A hurricane watch was in effect for the Flagler/Volusia County Line to the South Santee River.

A tropical storm warning was in effect for north of Bonita Bach to Indian Pass, Boca Raton to Cape Lookout, North Carolina and Lake Okeechobee.

Pictures: ‘Catastrophic’ Hurricane Ian Makes Landfall in Florida

A storm surge warning was in effect for the middle of Longboat Key southward to Flamingo, the Flagler/Volusia Line to the mouth of the South Santee River and the St. Johns River.

More than 2.5 million people were under mandatory evacuation orders, in Hillsborough, Lee and other counties.

NBC’s Sam Brock reports from Tampa as residents evacuate the city.

DeSantis activated the state’s National Guard ahead of the storm’s expected impact this week. The governor’s declaration frees up emergency protective funding to address potential damage from storm surge, flooding, dangerous winds and other weather conditions throughout the state.

Florida’s west coast is bracing for impact from what’s being called a “life-threatening storm” as Hurricane Ian strengthened to a dangerous Category 4 hurricane

Florida Power & Light was preparing more than 13,000 workers to assist with their response to Hurricane Ian, company officials said.
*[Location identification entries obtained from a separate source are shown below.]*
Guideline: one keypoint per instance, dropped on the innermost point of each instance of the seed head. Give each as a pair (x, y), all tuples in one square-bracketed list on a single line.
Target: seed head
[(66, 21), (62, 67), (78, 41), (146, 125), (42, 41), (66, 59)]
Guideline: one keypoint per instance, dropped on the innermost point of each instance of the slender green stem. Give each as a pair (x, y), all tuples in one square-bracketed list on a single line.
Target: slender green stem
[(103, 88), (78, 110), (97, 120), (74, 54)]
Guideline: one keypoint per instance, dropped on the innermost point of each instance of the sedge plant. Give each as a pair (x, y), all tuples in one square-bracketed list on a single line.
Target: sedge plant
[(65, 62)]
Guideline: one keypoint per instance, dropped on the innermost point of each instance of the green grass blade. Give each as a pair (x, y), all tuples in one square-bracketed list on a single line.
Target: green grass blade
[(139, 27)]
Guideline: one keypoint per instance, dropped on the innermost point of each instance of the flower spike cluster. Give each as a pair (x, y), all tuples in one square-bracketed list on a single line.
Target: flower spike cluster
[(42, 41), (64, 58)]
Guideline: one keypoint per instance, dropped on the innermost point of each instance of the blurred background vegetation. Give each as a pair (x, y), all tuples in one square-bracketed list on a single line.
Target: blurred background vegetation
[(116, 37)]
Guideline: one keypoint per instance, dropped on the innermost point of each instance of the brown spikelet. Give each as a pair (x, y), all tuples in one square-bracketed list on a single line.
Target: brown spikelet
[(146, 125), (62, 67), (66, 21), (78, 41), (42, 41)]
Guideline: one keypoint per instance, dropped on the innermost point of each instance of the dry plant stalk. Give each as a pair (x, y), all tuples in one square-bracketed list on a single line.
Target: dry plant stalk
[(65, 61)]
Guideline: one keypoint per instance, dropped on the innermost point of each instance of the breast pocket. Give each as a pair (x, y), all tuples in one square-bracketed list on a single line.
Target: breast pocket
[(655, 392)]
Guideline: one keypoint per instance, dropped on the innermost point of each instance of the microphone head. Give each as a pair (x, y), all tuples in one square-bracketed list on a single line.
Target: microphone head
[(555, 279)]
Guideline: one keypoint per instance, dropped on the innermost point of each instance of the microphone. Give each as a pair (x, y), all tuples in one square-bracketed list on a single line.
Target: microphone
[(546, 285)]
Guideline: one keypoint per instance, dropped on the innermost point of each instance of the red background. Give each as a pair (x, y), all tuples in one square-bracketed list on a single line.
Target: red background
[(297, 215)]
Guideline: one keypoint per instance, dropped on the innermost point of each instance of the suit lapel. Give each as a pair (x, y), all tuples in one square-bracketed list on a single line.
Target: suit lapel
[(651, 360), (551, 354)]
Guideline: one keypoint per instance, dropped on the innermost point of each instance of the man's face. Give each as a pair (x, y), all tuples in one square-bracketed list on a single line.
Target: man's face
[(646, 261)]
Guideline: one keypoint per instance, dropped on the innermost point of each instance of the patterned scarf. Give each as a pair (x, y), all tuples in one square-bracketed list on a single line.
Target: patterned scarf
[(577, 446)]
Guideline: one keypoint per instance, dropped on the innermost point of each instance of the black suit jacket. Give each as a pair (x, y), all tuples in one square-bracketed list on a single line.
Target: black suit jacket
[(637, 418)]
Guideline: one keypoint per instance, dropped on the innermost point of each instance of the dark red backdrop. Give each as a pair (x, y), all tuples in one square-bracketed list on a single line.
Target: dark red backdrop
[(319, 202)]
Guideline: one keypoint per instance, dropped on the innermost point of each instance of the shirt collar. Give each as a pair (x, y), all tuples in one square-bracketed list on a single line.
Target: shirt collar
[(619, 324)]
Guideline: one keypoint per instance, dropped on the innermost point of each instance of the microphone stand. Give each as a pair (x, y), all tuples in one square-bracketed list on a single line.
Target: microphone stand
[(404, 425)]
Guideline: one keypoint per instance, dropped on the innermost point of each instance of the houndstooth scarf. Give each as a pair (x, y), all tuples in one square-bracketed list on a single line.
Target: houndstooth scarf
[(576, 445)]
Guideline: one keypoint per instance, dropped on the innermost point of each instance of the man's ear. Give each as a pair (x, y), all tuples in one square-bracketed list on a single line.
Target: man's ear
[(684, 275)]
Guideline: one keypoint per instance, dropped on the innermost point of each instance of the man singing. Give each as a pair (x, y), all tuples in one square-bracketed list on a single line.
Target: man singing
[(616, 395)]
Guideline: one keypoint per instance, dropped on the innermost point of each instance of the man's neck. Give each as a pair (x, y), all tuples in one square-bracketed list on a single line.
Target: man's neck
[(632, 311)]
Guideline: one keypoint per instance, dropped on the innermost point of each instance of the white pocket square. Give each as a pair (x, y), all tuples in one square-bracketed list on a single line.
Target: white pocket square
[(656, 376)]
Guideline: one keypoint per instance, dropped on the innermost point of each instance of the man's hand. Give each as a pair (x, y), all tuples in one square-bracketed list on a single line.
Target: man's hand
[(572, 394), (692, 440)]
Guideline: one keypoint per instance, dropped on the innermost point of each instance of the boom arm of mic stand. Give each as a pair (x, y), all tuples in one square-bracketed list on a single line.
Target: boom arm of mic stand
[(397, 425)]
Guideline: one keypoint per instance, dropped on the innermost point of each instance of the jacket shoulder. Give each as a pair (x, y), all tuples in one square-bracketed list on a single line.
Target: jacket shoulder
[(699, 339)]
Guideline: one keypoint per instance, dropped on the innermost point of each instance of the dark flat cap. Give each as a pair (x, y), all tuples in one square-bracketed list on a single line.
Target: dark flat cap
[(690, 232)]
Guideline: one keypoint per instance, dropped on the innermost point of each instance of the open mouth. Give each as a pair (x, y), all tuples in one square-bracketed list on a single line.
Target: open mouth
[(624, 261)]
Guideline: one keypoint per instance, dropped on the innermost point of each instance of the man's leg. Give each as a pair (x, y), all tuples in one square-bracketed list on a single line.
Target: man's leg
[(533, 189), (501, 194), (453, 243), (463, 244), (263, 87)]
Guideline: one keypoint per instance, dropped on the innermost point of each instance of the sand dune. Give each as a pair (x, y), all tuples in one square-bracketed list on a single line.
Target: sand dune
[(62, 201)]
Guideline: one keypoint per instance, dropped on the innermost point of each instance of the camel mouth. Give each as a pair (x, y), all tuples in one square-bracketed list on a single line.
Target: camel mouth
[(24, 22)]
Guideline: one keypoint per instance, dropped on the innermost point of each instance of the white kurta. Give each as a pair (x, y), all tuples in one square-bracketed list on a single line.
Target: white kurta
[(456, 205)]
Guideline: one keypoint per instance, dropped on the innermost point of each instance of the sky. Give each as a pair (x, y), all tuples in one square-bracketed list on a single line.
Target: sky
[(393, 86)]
The power company said they were pre-positioning workers and supplies to respond to any outages from the hurricane.

Although South Florida didn’t take a direct hit from Hurricane Ian, severe weather and flooding were expected throughout the area over the next couple days.

At least two people were hospitalized Tuesday night after a tornado barrelled through Delray Beach, but there were no serious injuries, officials said.

Over 30 people were evacuated from the Kings Point apartment complex after the tornado tore the roof off of the building, fire officials said.

There were overturned cars, large tree branches and trunks scattered about and portions of the building were gutted.

One person called 911 after the roof collapsed and left her stuck in a bathroom, Palm Beach Fire Rescue said. Firefighters were able to go in and rescue her.

Miami-Dade Mayor Daniella Levine Cava said the county is expecting between three and eight inches of rainfall by Thursday with a risk of two to four feet of storm surge in the southern parts of the county

In Hialeah, residents at Holiday Acres Mobile Home Park woke up to flooded streets Wednesday morning.

Resident Esmeralda Rodriguez said the water has already receded and the situation looked better than the night before. She’s lived in this mobile home since 1996 and says high water levels after a storm aren’t unusual around here.

“I’m used to this … the water comes and goes,” she said. “But thank God we are alive and that’s what matters most.”

Hialeah Mayor Steve Bovo said mobile home park streets are private roads and are not under the city’s jurisdiction, creating a complicated scenario for residents.